Now if you are a chemist or a dentist, you've been told
That mercury on contact will amalgamate with gold:
The atoms walk their way into the crystal grains, and then
There isn't any easy way to get them out again.

It soon occurred to Benson the professor might be sore
To find his own precision weights now weighed a little more.
"I'll try some heat", he thought, and he assembled for the task
A clamp, a Bunsen burner, and an Erlenmeyer flask.

Alas, the weights within the flask stayed silvered as before,
Though Benson turned the flame up to a gratifying roar.
"I'll pump it out", he theorized, and so he went and stole
A pump, a vacuum hose, a tube, a stopper with a hole.
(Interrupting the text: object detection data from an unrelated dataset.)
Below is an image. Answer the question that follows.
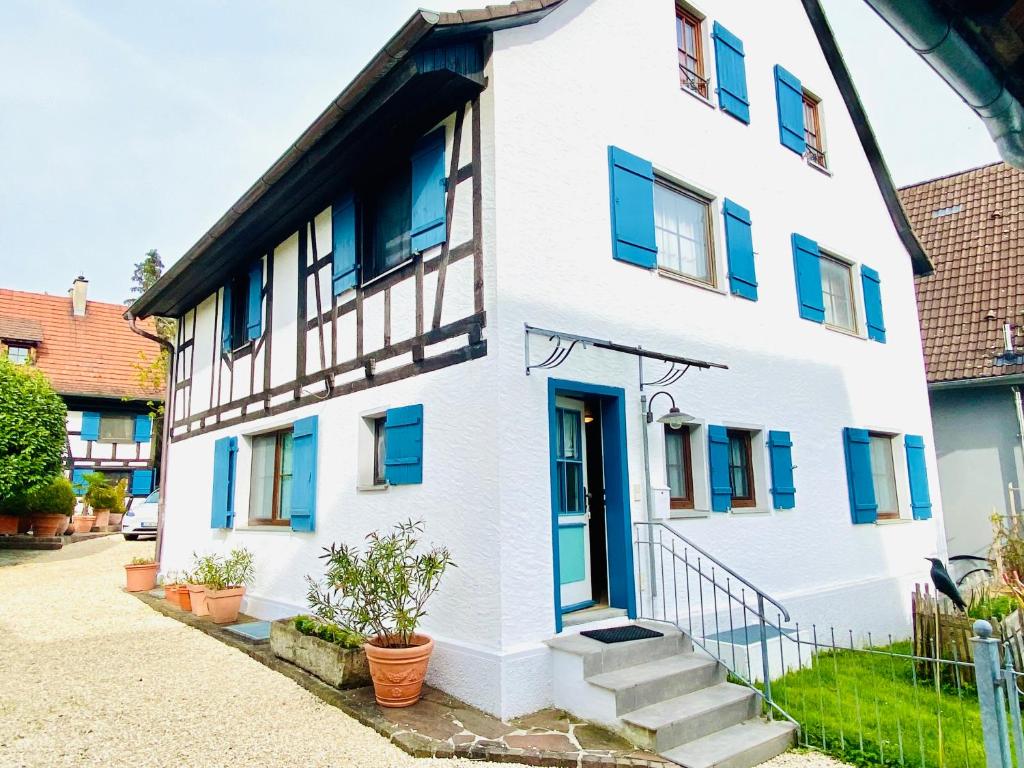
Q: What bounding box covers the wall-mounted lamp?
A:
[647,389,693,429]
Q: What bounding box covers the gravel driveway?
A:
[0,537,839,768]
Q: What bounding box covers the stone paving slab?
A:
[135,593,671,768]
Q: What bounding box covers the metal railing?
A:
[634,522,799,725]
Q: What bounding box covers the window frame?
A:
[818,250,862,337]
[96,413,135,444]
[653,176,720,291]
[665,424,695,510]
[800,88,828,171]
[676,2,711,99]
[247,426,294,527]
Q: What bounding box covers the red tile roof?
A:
[0,288,164,399]
[900,163,1024,382]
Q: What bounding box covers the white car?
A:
[121,489,160,542]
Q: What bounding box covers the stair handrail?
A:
[633,520,791,626]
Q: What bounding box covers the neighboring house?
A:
[900,163,1024,556]
[130,0,941,716]
[0,278,164,498]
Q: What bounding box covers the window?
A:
[821,252,857,333]
[99,414,135,442]
[803,91,827,168]
[665,425,693,509]
[676,5,708,98]
[726,429,757,508]
[868,432,899,519]
[654,179,715,285]
[360,163,413,282]
[7,344,30,366]
[249,429,293,525]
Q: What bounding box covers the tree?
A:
[0,358,68,501]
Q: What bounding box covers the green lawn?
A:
[772,642,985,768]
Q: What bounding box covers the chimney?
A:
[68,274,89,317]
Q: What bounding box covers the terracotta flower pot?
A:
[125,562,157,592]
[74,515,96,534]
[0,515,22,536]
[177,584,191,610]
[206,587,246,624]
[187,584,210,616]
[32,514,68,536]
[362,635,434,707]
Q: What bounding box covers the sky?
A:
[0,0,998,302]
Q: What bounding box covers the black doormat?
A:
[580,624,665,643]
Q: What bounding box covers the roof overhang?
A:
[126,0,565,317]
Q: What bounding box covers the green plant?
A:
[28,476,78,515]
[295,616,367,648]
[306,520,455,648]
[204,547,256,590]
[0,357,68,503]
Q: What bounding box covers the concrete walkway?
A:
[0,538,839,768]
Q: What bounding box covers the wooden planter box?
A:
[270,618,372,688]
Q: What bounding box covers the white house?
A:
[130,0,942,745]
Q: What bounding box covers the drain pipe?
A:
[125,312,175,569]
[637,394,657,602]
[865,0,1024,169]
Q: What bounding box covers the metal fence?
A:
[634,522,1024,768]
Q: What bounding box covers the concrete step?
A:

He went to throw the balance out, he heard a sucking sound,
Turned anxiously towards the bench, and this is what he found:
The flask had softened and was now completing its collapse;
The stopper melted on the weights and trickled through the gaps.

Now just imagine, if you will, that coruscating mass
Of precious weights, now shrink-wrapped under curves of gleaming glass,
Old gold and new quicksilver all entwined with threads of black:
Well, that's the way Professor Kistiakowsky got them back.

Said he, "A synthesis like this can scarcely be believed.
I hope that you took careful notes on how it was achieved.
In Arts as well as Sciences 'twill get you a degree,
And tourists in the Fogg will see your shining Ph.D.

We'll write it up this afternoon -- there is no other way.
I can't afford to have you here at Harvard one more day.
And soon in Cambridge there'll be no-one left to tell the tale:
I'll catch a plane to Washington, and you can go to Yale."